Thursday, February 24, 2011

It’s Not Broken Unless I Say It Is

In The Practice of Adaptive Leadership, authors Ronald Heifetz, Alexander Grashow, and Marty Linsky, make this observation:

"There is a myth that drives many change initiatives into the ground: that the organization needs to change because it is broken. The reality is that any social system (including an organization or a country or a family) is the way it is because the people in that system (at least those individuals and factions with the most leverage) want it that way. In that sense, on the whole, on balance, the system is working fine, even though it may appear to be "dysfunctional" in some respects to some members and outside observers, and even though it faces danger just over the horizon. As our colleague Jeff Lawrence poignantly says, 'There is no such thing as a dysfunctional organization, because every organization is perfectly aligned to achieve the results it currently gets.' "

This goes a long way to help me understand why change is so difficult. William Bridges wrote that it is not that people don’t like change, they just don’t like being changed!  If I am satisfied with my present situation, who are you to tell me that I need to do anything differently?

Change is not imposed on a person or an organization from outside.  Change can only happen when that person or organization is ready to change.  So what drives change?

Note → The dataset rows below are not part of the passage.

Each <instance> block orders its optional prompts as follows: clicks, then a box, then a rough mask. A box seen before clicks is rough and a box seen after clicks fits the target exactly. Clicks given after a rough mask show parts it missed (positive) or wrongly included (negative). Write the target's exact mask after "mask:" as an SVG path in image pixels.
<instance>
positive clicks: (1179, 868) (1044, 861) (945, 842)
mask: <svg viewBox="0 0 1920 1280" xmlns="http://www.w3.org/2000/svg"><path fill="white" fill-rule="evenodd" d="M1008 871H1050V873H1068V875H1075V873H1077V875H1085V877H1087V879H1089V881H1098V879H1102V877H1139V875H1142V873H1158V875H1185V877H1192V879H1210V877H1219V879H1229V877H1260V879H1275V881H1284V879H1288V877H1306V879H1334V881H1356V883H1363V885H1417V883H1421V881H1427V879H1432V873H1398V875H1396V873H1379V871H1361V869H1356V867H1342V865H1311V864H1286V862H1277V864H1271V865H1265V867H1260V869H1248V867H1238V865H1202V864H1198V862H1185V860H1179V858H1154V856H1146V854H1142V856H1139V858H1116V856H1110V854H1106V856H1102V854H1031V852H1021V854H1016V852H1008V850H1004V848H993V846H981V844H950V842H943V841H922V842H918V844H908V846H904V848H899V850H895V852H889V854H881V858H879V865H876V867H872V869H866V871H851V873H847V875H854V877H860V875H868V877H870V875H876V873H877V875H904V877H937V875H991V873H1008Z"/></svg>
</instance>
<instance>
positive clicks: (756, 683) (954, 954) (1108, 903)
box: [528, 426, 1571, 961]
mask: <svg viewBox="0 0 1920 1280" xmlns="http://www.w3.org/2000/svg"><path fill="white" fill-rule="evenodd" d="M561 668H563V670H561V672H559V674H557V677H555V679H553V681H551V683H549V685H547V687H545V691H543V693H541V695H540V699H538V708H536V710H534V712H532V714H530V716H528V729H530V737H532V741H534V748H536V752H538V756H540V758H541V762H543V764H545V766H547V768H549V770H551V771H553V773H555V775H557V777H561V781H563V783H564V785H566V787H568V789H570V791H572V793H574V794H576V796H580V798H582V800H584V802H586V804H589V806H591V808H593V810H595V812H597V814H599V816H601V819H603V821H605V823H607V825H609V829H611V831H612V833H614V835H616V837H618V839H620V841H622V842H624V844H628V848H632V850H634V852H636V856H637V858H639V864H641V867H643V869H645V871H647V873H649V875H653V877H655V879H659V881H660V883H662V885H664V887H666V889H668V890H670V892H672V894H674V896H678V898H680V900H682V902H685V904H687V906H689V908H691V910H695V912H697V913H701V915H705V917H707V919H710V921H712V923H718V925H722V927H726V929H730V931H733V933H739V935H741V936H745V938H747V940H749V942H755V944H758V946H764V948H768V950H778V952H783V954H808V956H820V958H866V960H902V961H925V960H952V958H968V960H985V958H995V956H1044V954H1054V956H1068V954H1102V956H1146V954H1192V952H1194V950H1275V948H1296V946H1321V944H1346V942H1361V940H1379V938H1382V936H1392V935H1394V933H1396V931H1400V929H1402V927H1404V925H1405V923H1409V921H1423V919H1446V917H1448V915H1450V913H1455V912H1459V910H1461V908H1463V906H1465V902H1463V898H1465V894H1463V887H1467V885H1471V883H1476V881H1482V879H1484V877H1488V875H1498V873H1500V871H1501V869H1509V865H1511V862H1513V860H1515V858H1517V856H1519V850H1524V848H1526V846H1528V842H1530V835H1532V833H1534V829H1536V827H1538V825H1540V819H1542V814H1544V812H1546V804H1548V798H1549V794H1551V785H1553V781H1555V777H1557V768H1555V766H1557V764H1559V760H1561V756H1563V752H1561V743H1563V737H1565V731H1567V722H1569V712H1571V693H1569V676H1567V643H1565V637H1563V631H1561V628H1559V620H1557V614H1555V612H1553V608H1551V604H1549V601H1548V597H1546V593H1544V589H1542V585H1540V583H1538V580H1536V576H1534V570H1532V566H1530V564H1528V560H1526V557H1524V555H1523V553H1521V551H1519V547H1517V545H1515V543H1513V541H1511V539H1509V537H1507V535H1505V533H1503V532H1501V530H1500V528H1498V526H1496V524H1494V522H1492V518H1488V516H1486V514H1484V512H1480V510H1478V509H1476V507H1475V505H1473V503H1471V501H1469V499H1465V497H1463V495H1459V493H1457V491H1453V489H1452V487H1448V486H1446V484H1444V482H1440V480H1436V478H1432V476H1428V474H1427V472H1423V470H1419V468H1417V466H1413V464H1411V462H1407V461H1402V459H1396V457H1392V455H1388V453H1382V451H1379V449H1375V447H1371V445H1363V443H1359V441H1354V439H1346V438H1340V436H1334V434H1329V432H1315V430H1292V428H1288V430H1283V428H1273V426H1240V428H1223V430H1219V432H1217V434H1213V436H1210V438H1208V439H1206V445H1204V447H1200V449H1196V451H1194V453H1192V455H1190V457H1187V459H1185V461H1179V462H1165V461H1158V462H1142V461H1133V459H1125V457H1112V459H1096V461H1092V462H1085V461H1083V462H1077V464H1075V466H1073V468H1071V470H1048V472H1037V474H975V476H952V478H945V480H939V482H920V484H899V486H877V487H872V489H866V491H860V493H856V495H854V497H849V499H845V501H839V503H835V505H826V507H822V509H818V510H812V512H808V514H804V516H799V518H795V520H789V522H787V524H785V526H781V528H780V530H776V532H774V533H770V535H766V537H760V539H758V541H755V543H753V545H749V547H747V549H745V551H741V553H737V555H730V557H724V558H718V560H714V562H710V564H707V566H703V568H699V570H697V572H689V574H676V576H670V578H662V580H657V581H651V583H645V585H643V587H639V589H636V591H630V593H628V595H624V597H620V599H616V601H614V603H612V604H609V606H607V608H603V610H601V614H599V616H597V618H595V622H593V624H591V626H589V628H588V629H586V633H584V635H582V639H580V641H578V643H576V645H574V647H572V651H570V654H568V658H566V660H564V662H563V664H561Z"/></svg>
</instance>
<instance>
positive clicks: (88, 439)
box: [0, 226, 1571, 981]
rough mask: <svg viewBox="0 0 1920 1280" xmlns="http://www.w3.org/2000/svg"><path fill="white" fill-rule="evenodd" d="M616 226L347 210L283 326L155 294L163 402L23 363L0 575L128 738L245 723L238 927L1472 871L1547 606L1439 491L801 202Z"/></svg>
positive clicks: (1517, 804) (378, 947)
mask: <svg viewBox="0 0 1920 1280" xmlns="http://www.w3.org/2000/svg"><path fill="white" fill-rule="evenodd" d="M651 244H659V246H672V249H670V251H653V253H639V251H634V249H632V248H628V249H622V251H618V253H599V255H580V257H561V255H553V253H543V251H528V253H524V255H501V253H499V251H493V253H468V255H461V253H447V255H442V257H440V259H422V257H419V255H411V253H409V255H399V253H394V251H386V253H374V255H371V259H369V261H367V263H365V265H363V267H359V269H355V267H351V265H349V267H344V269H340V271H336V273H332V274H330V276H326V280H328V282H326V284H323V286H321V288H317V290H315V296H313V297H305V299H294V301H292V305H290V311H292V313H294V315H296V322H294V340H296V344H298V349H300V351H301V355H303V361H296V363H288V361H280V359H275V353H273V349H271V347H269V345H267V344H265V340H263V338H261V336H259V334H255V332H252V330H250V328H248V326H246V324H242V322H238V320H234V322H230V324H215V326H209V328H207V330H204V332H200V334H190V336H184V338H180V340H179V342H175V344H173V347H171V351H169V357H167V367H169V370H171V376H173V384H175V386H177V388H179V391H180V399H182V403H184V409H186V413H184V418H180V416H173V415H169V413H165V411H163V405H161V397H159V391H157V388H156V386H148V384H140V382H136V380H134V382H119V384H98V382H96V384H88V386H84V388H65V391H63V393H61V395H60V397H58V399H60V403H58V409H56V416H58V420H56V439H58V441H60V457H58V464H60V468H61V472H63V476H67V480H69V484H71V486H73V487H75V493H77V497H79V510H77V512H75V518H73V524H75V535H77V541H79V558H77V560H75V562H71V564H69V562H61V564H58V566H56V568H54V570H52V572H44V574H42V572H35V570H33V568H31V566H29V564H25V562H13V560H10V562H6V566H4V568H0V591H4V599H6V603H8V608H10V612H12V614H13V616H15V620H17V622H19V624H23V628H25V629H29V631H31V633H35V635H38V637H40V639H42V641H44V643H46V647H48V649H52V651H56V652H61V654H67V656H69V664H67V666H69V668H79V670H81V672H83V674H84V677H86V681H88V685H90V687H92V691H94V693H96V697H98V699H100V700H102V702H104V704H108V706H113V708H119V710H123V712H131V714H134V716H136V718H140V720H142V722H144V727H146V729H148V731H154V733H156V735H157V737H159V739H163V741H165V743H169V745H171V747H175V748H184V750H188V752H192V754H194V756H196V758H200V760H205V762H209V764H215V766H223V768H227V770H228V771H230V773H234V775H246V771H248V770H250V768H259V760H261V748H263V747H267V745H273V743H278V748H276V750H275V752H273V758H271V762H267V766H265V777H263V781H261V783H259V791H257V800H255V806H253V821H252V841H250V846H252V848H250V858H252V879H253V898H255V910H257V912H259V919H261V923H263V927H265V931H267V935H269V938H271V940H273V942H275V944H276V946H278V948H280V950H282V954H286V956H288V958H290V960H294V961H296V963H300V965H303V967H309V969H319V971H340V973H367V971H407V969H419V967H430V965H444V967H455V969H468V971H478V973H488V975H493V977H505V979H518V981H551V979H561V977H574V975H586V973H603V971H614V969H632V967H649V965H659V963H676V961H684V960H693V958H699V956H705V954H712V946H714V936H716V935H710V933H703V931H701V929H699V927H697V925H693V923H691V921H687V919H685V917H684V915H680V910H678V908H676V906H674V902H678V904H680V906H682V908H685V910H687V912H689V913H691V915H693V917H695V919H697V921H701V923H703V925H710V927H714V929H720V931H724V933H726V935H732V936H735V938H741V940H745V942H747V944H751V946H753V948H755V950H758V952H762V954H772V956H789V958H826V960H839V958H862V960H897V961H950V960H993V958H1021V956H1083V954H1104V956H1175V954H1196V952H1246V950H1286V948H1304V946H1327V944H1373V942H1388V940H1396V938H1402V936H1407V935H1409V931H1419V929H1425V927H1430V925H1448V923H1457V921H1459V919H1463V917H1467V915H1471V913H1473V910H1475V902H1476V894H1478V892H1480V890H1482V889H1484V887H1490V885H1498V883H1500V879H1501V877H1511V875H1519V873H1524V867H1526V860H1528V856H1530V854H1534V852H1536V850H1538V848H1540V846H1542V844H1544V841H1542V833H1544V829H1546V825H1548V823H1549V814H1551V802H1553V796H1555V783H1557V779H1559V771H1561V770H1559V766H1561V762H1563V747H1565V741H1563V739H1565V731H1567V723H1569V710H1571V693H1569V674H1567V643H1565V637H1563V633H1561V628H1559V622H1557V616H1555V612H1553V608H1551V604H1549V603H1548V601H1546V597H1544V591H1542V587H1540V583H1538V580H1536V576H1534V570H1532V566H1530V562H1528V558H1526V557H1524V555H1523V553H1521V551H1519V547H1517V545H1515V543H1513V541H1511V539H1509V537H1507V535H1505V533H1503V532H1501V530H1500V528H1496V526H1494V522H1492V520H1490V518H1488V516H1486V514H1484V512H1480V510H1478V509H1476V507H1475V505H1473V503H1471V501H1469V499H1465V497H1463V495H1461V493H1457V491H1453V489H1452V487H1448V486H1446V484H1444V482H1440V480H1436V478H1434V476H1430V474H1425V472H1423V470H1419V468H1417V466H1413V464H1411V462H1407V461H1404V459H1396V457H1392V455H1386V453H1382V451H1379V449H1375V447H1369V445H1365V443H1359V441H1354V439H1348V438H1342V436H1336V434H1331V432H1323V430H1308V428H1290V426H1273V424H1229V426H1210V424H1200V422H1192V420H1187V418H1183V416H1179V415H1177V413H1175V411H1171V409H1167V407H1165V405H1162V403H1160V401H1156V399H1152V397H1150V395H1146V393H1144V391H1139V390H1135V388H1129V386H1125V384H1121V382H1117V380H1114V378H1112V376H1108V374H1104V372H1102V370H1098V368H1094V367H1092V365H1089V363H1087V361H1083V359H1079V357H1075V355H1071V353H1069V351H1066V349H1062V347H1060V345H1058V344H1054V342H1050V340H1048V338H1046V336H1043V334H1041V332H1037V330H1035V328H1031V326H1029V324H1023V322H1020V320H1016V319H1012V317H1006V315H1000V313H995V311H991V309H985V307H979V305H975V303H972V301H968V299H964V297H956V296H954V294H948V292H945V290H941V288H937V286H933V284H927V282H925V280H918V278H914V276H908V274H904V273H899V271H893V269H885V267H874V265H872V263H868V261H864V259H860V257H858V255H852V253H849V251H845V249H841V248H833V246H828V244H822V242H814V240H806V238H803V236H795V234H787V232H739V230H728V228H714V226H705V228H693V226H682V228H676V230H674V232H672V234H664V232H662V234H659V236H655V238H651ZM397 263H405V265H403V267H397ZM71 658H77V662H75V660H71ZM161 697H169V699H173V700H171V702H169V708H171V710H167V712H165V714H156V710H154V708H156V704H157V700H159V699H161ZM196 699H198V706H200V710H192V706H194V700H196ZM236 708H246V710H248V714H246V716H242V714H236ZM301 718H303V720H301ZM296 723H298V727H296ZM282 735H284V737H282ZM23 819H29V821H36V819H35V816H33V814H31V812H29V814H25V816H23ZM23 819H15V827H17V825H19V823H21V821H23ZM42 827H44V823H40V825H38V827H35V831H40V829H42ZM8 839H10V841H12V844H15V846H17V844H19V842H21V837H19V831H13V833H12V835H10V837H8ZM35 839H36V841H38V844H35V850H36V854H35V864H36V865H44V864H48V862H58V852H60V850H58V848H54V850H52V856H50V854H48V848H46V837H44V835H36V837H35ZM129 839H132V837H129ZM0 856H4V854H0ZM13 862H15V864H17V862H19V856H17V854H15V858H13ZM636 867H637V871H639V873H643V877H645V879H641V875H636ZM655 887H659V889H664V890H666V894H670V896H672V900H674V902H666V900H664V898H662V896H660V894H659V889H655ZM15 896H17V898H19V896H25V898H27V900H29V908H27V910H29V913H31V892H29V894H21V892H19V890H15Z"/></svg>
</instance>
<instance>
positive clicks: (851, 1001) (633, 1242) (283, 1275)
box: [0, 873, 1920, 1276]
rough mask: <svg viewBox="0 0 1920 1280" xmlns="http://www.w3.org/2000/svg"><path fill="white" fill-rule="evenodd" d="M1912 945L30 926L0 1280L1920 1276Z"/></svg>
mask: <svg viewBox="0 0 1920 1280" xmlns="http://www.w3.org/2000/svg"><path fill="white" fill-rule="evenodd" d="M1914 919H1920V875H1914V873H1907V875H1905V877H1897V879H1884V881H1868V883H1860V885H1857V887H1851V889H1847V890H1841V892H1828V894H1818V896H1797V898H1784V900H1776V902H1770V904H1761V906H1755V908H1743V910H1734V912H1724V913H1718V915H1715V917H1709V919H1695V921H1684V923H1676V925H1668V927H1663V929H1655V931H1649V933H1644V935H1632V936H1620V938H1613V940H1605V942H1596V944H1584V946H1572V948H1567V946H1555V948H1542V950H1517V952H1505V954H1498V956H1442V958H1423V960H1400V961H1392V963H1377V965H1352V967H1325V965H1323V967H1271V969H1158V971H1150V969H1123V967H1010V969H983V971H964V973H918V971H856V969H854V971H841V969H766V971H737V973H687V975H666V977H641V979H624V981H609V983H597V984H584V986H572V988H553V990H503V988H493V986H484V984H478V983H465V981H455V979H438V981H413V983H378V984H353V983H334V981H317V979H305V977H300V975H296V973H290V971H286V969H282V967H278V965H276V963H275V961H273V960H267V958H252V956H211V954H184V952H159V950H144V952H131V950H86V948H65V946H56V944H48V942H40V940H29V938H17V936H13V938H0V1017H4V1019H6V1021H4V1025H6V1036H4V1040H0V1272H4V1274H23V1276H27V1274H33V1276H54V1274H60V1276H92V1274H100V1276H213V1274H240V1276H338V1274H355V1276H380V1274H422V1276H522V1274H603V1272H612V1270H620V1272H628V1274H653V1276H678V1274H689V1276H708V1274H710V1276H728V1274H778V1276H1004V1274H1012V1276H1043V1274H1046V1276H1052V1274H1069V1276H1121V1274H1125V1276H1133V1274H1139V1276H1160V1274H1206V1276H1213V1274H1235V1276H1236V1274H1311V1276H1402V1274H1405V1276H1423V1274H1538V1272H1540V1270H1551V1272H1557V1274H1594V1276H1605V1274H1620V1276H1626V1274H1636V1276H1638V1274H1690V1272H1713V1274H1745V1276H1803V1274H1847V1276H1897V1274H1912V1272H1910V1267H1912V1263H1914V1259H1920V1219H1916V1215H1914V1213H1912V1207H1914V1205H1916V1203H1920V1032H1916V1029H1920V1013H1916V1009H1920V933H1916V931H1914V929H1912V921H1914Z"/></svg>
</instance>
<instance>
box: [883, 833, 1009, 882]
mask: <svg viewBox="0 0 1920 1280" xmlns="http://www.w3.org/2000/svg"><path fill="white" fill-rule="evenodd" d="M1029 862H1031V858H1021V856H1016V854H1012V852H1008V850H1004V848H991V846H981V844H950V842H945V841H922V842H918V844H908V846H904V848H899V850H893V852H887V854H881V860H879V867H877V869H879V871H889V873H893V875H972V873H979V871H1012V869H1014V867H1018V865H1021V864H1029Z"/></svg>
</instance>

1.    Impending death.  Although I know people who have been told they will die if they don’t stop smoking, I have seen plenty of people who are ready to take off their oxygen mask for just one more puff.  For most individuals and organizations, impending death is not necessarily a strong motivation to change because we cannot imagine the world with us or our organization.
2.     A “wake-up call.”  There is a sudden realization that disaster is on the doorstep-- you can’t make your mortgage payment, or there is no money to pay this month’s salary checks, or the roof of the sanctuary just caved in and the insurance doesn’t cover it.  Few people can ignore disaster when it is staring them in the face.
3.    Embarrassment.  When something happens that violates the values and standards of the individual or community AND it becomes public knowledge, there is usually readiness to change.  Whether is a drunk and disorderly charge of abuse of a minor by a staff member, corrective action can no longer be delayed.
4.    Discontent.  This is the least dramatic cause for change, but the one that may have the most lasting effect.  When an individual discovers that he or she is underperforming or a church realizes that there are unmet opportunities at its doorstep, this may well provide readiness for change.  In such a situation, a perceptive person or a wise leader can cast a vision for a desired future that will provide motivation for life or organizational change.

Change rarely happens overnight but it will never happen without readiness for change.